- Born: 26 April 1887 Bethlehem, Orange Free State
- Died: 10 January 1975 (aged 87) Cape Town, South Africa
- Education: University of Amsterdam
- Known for: first Afrikaner woman to qualify as a medical doctor
- Scientific career
- Fields: Gynecology
- Workplaces: Private practice South African medical corps (WWII)
- Thesis: Die sogenamde adenioma van die ovarium (1923)

= Anna Petronella van Heerden =

1887-1975 First Afrikaner woman to qualify as a doctor in South Africa

Anna Petronella van Heerden (1887–1975), was the first Afrikaner woman to qualify as a medical doctor. Her thesis, for which she obtained a doctorate in 1923, was the first medical thesis written in Afrikaans. She practiced as a gynecologist, retiring in 1942. She also served in the South African medical corps during World War II.

== Education and career ==
Van Heerden was born on 26 April 1887 in Bethlehem, Orange Free State. Her parents were Francois Willem van Heerden and Josephine Ryneva Beck Horak. She was the middle child with an older brother Alexander Charles and a younger brother Frankie.

She was educated at the Huguenot Seminary in Wellington and Victoria College in Stellenbosch. She studied at the University of Amsterdam from 1908 to 1915 where she completed her medical degree. Van Heerden served as an intern at the Volkshuishospitaal in Bloemfontein in 1916 and had her own practice in Harrismith from 1917.
She specialised in gynaecology in London from 1921 before returning to Amsterdam to complete her PhD. After obtaining her doctorate in 1923 with a thesis entitled, Die sogenamde adenioma van die ovarium (in English: The so-called adenoma of the ovary), she moved to Cape Town where she practiced as a gynaecologist. Van Heerden served in the South African medical corps during World War II and in 1942 she retired from her practice.

==Other interests==
===Politics===
She served on the main committee of the Cape National Party in 1924 and took an active role in the dispute over the national flag. She also campaigned for women's suffrage and was a member of the Women's Enfranchisement League (WEL).

===Archaeology===
In 1931 Van Heerden took part in the excavations at Wadi el Maghara at Mount Carmel in Palestine that were led by Dorothy Garrod.

===Publications===
Van Heerden published two autobiographical texts, Kerssnuitsels (1962) (Candle Snuffings) and Die sestiende koppie (1965) (the sixteenth Cup), and other works, including:Waarom Ek ‘n Sosialis Is (1938) (Why I'm as Socialist), Geslagsregister van die familie Van Heerden (1969) (Family Tree of the Van Heerden Family) and Dames XVII (1969) (Ladies XVII).

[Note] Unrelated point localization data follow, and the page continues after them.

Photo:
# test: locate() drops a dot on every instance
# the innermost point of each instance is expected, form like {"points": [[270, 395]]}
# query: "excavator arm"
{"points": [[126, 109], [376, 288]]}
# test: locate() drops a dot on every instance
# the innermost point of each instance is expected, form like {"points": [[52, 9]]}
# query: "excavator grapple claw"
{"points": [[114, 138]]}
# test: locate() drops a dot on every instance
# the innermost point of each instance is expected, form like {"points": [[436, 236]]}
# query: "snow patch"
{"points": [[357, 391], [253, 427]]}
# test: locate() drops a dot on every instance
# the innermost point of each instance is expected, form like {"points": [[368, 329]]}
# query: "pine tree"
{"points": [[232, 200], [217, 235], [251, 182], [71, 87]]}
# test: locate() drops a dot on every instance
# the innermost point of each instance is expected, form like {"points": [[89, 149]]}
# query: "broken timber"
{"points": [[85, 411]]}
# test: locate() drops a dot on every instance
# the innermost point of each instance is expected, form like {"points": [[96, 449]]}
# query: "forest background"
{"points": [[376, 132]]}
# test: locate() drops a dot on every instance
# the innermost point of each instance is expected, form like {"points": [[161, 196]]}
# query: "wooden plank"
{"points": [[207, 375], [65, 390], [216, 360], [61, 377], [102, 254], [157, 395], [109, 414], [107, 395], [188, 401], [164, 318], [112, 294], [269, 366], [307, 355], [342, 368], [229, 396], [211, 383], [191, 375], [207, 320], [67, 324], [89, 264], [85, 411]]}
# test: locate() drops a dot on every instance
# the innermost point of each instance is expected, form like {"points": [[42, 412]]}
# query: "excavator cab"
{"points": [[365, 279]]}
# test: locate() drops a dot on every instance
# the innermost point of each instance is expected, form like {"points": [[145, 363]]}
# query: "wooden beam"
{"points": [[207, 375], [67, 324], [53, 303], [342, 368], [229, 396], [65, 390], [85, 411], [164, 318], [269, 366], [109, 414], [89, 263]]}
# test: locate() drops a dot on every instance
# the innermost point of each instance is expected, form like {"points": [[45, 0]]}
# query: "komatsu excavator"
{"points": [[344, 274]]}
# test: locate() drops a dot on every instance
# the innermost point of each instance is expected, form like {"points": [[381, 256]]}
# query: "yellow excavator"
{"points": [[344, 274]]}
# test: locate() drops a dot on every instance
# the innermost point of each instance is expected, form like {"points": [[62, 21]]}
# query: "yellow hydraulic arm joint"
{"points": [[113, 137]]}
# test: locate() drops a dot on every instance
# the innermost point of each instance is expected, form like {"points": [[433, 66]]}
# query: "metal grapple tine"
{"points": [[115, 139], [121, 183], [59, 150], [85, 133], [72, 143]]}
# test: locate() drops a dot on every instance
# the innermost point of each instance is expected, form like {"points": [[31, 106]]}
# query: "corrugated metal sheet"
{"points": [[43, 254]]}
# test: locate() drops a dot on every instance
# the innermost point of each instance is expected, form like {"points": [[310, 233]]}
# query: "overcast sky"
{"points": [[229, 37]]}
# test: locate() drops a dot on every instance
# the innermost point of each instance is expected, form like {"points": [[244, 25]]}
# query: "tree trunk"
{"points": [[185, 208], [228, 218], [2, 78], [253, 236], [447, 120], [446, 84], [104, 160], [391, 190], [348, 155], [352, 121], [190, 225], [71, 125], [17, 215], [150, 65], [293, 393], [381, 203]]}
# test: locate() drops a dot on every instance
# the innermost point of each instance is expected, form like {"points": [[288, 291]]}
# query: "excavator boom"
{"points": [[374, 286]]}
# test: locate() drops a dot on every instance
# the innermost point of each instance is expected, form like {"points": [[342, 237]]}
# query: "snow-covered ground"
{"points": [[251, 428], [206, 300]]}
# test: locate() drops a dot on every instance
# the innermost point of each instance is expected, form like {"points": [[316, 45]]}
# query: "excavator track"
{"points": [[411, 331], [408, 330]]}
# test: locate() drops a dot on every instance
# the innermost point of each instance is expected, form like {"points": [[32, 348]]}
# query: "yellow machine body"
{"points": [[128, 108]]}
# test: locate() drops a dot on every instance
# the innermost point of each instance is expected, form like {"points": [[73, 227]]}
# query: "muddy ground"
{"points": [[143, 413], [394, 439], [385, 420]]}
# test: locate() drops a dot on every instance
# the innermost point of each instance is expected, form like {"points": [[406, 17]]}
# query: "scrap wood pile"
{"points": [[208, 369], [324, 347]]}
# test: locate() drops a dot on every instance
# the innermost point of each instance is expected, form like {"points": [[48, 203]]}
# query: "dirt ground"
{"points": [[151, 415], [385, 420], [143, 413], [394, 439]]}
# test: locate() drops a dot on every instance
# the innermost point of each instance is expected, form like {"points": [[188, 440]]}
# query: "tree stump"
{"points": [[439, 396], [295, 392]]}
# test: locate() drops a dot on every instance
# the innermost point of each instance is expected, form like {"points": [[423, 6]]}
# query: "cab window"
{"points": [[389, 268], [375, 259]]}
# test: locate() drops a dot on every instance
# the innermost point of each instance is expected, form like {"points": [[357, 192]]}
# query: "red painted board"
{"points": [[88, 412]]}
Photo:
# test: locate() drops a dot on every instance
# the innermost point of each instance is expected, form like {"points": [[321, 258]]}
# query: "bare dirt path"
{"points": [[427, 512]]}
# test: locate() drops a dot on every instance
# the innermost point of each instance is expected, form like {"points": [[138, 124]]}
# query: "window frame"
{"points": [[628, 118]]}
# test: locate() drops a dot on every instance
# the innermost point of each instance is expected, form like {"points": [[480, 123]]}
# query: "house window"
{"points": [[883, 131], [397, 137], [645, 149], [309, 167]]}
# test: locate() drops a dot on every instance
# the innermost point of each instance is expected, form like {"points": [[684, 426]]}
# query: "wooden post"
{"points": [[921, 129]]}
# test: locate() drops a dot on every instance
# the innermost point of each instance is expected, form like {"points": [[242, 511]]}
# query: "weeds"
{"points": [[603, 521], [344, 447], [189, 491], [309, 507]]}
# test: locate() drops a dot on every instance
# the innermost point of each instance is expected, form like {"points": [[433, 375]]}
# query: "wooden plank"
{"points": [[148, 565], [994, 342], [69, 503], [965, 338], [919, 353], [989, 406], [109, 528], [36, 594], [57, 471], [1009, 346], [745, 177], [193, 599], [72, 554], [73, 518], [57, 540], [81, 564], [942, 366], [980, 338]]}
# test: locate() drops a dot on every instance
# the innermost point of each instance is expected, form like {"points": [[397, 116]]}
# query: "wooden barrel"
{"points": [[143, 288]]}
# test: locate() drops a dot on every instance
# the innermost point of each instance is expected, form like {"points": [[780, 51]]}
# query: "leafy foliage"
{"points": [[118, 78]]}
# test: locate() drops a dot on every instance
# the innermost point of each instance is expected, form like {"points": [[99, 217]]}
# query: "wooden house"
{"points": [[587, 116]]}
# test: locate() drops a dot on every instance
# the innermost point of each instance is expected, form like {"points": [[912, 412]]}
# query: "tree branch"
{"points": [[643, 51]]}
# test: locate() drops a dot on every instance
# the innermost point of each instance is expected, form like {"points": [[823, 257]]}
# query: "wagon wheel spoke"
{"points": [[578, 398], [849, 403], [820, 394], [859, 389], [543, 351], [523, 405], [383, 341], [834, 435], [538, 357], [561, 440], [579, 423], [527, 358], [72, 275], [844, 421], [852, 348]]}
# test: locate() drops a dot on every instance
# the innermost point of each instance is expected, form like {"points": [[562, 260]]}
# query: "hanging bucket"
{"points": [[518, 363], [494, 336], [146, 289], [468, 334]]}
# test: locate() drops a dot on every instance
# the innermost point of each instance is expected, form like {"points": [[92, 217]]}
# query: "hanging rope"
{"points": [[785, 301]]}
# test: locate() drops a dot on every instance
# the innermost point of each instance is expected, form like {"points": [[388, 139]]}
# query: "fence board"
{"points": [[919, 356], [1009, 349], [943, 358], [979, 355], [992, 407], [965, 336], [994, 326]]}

Van Heerden's memoirs received little academic attention until after 2000. Since then some studies have been made of her limited works. Lizelle Smit presented a masters dissertation on "South African Women’s Life Writing" in 2015 and some of the points relating to Van Heerden covered in this research are: 1) her subtle manipulations of the autobiographical content to convey important issues to Afrikaner-youth of the time; 2) her changing presentation of feminist issues and her lesbian sexual identity, especially in light of the fact that South Africa didn't accept the existence of lesbians for most of Van Heerden's life; and 3) her critique of gender inequality.

==Later life==
Van Heerden spent some of her later life after retirement working on a farm where she raised cattle. She was often seen at cattle auctions, actively participating, which was unheard of for a woman at that time in South Africa. Van Heerden never married and she died in Cape Town on 10 January 1975.